To carry out the proposed research, we will develop a computational infrastructure that will enable the study of meme diffusion in large-scale social media by collecting, analyzing, classifying, visualizing, and modeling massive streams of public microblogging data. The results of this effort will then drive the development of general models for the behavior of users and the spread of ideas in social networks.
We will start by analyzing diffusion patterns for ideas, focusing on cascade size distributions and popularity time series. The driving questions of our analysis will be: Why do some ideas cause viral explosions while others do not receive any attention? Why do some topics remain popular for months while others are forgotten in a matter of minutes? Is it possible to identify a set of representative behaviors that can help us design quantitative, predictive models of idea contagion? To what extent do online information diffusion processes lend themselves to being modeled like epidemics?
Social media are blurring the boundaries between information production and consumption. Traditionally these roles were clearly distinct, while today anyone can create and share content with anyone who cares to read it with a simple click. Can we identify different roles in this new landscape? Do we observe patterns similar to traditional mass-media, where there are only a few broadcasters and masses of passive consumers of information? Does everyone play both roles?
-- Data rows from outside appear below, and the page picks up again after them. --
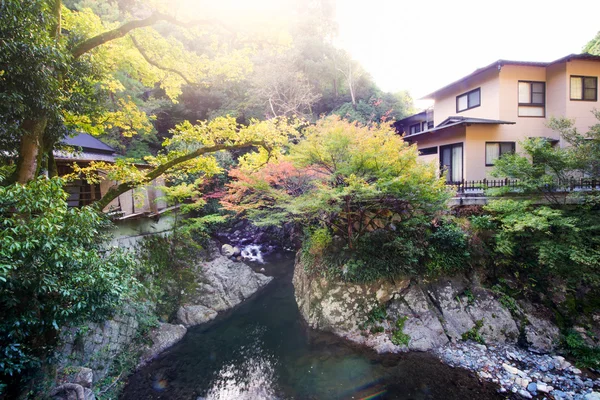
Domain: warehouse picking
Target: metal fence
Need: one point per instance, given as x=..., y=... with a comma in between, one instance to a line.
x=560, y=185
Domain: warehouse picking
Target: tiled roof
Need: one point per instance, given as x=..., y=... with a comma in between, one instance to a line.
x=498, y=64
x=88, y=142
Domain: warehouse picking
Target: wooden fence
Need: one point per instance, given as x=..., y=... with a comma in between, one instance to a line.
x=560, y=185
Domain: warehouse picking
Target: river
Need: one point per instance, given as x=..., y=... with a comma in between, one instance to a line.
x=263, y=350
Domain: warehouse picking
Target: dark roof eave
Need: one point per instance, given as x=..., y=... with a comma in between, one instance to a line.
x=583, y=56
x=464, y=123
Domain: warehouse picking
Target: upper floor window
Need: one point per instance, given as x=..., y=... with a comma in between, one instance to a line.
x=532, y=99
x=468, y=100
x=495, y=150
x=584, y=88
x=416, y=128
x=428, y=151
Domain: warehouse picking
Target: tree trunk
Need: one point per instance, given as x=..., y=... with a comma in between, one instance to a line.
x=30, y=150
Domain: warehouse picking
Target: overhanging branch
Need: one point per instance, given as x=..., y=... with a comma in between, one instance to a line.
x=116, y=191
x=156, y=64
x=127, y=27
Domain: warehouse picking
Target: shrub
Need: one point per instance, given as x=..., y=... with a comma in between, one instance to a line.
x=54, y=273
x=399, y=338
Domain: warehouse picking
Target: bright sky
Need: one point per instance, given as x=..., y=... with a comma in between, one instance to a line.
x=424, y=45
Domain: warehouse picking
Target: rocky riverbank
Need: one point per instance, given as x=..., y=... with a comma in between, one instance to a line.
x=89, y=354
x=444, y=317
x=522, y=372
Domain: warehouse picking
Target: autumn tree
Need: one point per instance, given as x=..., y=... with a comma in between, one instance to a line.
x=363, y=186
x=56, y=73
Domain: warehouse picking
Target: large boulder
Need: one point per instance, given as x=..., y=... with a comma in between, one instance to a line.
x=431, y=314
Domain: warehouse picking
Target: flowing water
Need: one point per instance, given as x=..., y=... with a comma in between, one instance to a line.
x=263, y=350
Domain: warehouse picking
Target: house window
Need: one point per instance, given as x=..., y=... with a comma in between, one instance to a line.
x=584, y=88
x=428, y=151
x=416, y=128
x=532, y=99
x=451, y=161
x=495, y=150
x=468, y=100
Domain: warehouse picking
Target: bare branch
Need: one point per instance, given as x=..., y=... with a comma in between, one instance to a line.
x=116, y=191
x=127, y=27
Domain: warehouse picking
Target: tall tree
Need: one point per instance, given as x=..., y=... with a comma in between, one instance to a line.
x=49, y=77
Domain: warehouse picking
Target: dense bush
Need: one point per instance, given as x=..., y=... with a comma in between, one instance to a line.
x=423, y=250
x=167, y=271
x=53, y=273
x=365, y=200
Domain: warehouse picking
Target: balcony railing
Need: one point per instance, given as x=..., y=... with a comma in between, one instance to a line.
x=478, y=187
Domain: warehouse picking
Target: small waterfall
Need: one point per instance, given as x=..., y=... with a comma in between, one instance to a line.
x=253, y=253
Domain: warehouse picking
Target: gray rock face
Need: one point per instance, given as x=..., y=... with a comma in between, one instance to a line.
x=162, y=338
x=434, y=313
x=424, y=328
x=224, y=285
x=230, y=251
x=340, y=307
x=195, y=315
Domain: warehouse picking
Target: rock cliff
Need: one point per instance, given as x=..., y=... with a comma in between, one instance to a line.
x=432, y=314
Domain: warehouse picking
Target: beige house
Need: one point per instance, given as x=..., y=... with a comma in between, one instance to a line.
x=487, y=113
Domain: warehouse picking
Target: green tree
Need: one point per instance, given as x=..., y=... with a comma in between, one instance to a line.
x=56, y=73
x=544, y=169
x=363, y=186
x=593, y=46
x=54, y=272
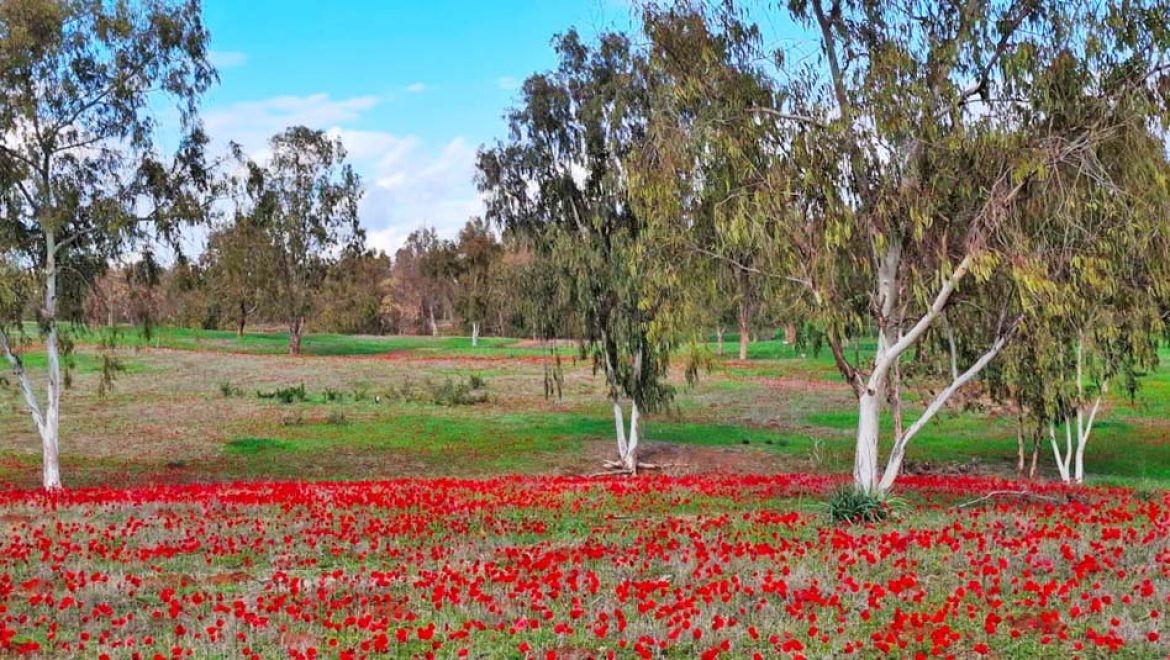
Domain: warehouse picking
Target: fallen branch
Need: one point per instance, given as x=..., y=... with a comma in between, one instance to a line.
x=1025, y=494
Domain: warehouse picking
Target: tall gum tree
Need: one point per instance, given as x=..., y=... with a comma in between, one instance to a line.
x=304, y=200
x=561, y=179
x=943, y=119
x=1093, y=316
x=81, y=177
x=901, y=159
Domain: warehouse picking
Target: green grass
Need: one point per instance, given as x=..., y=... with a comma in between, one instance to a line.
x=784, y=406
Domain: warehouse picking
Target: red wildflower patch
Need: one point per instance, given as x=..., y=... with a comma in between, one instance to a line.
x=570, y=568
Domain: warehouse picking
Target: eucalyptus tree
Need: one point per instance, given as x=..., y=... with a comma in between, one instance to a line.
x=562, y=180
x=930, y=126
x=696, y=178
x=901, y=159
x=239, y=267
x=82, y=178
x=479, y=254
x=1093, y=315
x=304, y=200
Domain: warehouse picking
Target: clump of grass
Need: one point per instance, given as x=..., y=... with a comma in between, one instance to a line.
x=255, y=445
x=456, y=393
x=293, y=420
x=446, y=392
x=286, y=394
x=228, y=390
x=850, y=506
In our modeling effort we will explore several key ingredients that might explain the observed information contagion patterns: the social network on which ideas travel; the role and inﬂuence of users; the topical interests of users as reﬂected in the content of their information exchanges; competition for limited attention; and the aging of information. All of these elements interact with each other. For instance, our social links change with our interests; the inﬂuence of users depends on their social status and topical expertise; and our friends and the information to which we are exposed affect our interests. While all of these mechanisms can be explored through agent-based models, it is clear that such processes are much more complex than, for example, the spread of a virus like H1N1. Quantitatively modeling the basic ingredients of such a process along with their interplay is the crucial challenge that the present proposal aims to meet.